The Invisible Hands, an excellent documentary by Marina Gioti and Georges Salameh, explores the unlikely collaboration between American musical provocateur Alan Bishop and a group of young Egyptian musicians whose lives were upended by the Arab Spring. The film’s international premiere is occuring this month at Berlinale. The Asian premiere is at Tokyo’s Yebisu International Festival for Art & Alternative Visions, which also takes place this month.
In the late ’70s, Alan Bishop (aka Alvarius B.), Richard Bishop and Charles Gocher formed the avant-rock band Sun City Girls. The group mixed punk, improv, ethnic music, glossolalia and whatever else into a singular genre-bending sound (e.g. listen to the group’s album Torch of the Mystics). After Gocher’s death in 2007, the group disbanded and the songs, most of which were written by Alan, were put on the shelf. The Bishop brothers continued with various music endeavours, which have been documented on countless releases. Alan Bishop also started the Sublime Frequencies music label, which releases music that was either recorded or discovered during his wide and varied international travels. Many people know Sublime Frequencies as the label that introduced Syrian musician Omar Souleyman to the West.
All of this background brings us to The Invisible Hands. The Bishop brothers visited Cairo, Egypt in 2010 for a series of performances. The Arab Spring was just beginning to stir in the Middle East and by 2011, the revolution spread to Egypt where Hosni Mubarak was replaced by Mohammed Morsi of the Muslim Brotherhood. In 2012, Alan Bishop returned to Cairo with a new mission: to translate his old Sun City Girls songs into Arabic and record the songs with a new band. He recruited, among others, Cherif El Masri and Aya Hemeda from the group Eskenderella as well as Adham Zidan and Magued Nagati. Throughout the lingering political upheaval, the musicians completed an album under the name The Invisible Hands (hence the name of the documentary).

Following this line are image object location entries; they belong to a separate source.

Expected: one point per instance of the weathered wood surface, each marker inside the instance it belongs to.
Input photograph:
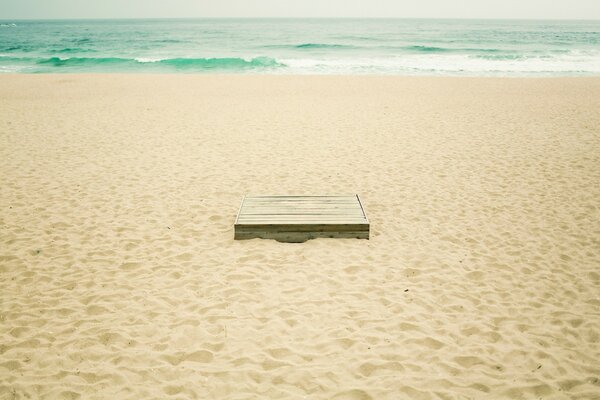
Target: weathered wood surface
(300, 218)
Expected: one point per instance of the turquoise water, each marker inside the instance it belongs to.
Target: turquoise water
(304, 46)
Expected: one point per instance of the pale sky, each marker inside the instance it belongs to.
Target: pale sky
(528, 9)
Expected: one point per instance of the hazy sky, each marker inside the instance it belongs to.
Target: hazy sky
(535, 9)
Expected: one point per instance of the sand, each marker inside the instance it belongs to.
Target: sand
(120, 278)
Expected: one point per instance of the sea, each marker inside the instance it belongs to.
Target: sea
(303, 46)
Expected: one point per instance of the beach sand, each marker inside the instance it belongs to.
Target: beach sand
(120, 278)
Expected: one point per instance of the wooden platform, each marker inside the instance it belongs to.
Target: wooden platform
(300, 218)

Co-directors Marina Gioti and Georges Salameh followed Alan Bishop for the duration of his five-year Egyptian journey and captured the entire process of recording The Invisible Hands’ self-titled album. Since Bishop is at the center of the story, viewers who are not familiar with his background might be a bit confused about why a documentary was made about him. Prior knowledge of Bishop’s background certainly enhances the documentary experience but the filmmakers do a good job of explaining–and showing–who he is and why he matters through the use of spoken word segments, old interviews and music performances. This archive material combined with the presentation of Bishop in more recent years builds the image of an immensely talented yet cantankerous world traveler who speaks with a sardonic rasping tone that recalls William Burroughs and a seriously old-fashioned chain-smoking habit.

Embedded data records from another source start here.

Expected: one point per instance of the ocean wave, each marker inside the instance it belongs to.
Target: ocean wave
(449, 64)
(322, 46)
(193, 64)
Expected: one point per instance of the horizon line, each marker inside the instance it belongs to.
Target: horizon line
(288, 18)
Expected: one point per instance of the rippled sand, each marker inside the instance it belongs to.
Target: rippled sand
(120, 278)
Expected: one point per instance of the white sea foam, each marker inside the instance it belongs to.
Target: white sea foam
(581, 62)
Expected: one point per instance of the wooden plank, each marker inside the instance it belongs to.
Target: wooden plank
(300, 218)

Eschewing the impulse to impose a contrived narrative arc upon the events that it portrays, The Invisible Hands captures the ebbs and flows of the creative process as well as the impact of the tense political environment on all of the film’s subjects. Observing Alan Bishop as he curses and smokes his way through one awkward situation after another is equally entertaining and confusing. As film progresses, the method behind Bishop’s madness reveals itself. Through decades of travelling and performing music, he has gained the ability to navigate unfamiliar cultural territory while also communicating and executing highly unorthodox musical ideas. Bishop really knows what he is doing. Despite the fact that many of his surreal profane lyrics don’t easily translate into Arabic and his compositions aren’t accessible to general audiences, the collaboration between Bishop, Cherif El Masri, Aya Hemeda, Adham Zidan and others coalesces to produce some very haunting and powerful music. The Egyptian artists also use the music and the lyrics as a new vehicle to express their own creativity and frustration in ways that were not otherwise available to them.
In a time in which the world seems locked into perpetual political conflict, The Invisible Hands is an affirmation that creative people from highly divergent backgrounds can still unite to create strange–and beautiful–art.